A report published by the National Audit Office (NAO) estimates that online VAT fraud and error cost the UK somewhere between £1bn and £1.5bn in lost tax revenue during the 2015/16 financial year.
Under current UK tax rules, any traders based outside the European Union (EU) who sell goods to UK customers over the internet are supposed to charge VAT if the goods are already in the UK at the point of sale.
In many cases, overseas sellers will export their goods to the UK to be stored in ‘fulfilment houses’ before they are sold through online marketplaces such as eBay and Amazon.
However, Whitehall’s spending watchdog says that an increasing number of such sellers are not paying the appropriate sales tax on such items, and the UK is losing out significantly as a result – particularly as online sales accounted for 14.5 per cent of all UK retail sales in 2016.
Similar concerns have been raised in the past, and online marketplaces such as eBay and Amazon insisted that a lack of awareness was the key problem.
Both companies have since introduced new measures to ‘educate’ traders on VAT trading and compliance, but the NAO’s report suggests that HM Revenue & Customs (HMRC) has so far been unable to determine what proportion of 2016/17’s VAT losses were down to lack of awareness, technical error, or outright fraud.
The NAO has also suggested that warehouses operated by some prominent traders are being targeted by organised criminals in China and the UK to facilitate the handling of misclassified and undervalued goods.

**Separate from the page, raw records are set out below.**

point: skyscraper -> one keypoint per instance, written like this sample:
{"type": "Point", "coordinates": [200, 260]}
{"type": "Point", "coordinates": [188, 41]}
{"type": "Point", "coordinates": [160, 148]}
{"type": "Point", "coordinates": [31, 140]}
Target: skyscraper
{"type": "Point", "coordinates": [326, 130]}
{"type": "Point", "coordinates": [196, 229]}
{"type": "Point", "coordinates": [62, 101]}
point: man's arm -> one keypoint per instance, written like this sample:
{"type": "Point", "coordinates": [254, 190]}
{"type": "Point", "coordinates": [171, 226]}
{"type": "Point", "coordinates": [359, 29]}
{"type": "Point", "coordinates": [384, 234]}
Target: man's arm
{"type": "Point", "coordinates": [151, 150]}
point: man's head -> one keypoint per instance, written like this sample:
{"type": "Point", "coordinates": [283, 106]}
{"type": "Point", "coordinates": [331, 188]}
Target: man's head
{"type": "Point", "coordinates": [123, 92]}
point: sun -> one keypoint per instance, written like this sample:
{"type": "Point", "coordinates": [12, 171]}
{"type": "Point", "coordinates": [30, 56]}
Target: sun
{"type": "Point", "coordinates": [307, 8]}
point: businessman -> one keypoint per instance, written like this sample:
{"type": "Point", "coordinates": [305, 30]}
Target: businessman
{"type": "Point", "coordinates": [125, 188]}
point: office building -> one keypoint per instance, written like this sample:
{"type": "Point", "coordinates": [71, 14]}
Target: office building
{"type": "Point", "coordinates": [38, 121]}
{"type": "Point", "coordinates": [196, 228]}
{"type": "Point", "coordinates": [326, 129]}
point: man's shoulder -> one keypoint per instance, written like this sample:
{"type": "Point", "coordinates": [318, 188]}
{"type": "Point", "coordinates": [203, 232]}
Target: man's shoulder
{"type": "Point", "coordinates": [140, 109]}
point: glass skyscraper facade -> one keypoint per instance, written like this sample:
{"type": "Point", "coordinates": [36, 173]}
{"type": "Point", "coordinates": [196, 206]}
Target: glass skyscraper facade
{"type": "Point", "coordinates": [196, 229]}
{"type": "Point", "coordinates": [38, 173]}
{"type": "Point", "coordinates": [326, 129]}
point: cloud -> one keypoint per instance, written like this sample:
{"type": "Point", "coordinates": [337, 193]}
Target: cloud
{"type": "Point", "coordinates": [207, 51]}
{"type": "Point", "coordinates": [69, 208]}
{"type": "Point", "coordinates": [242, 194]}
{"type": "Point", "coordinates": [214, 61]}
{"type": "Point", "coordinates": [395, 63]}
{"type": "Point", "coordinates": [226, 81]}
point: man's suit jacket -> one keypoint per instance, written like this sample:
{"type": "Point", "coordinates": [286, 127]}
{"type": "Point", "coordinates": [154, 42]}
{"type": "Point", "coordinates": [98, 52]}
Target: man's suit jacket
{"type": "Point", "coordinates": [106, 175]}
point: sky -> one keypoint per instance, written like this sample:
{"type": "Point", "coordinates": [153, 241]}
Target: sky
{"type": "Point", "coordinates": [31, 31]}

To date, there have been no prosecutions for online VAT fraud, but HMRC has said that fulfilment houses across the UK – of which it estimates there could be anywhere between 500 and 3,000 – now form the primary focus of its ongoing compliance efforts.
Meg Hillier, chair of the public accounts committee, has called on HMRC to “finally step up and act to confront this growing [VAT fraud] problem”.
She labelled the issue “a double whammy for taxpayers,” and said that “overseas sellers who avoid VAT” are “hitting British jobs” by undercutting “the prices charged by small, law-abiding British businesses”.
In September 2016, new legal powers were introduced ensuring that online marketplaces can now be held jointly liable for non-payment of VAT in instances where they have been informed of an issue with a seller.
HMRC has estimated that such powers “will secure £875m for the UK taxpayer”.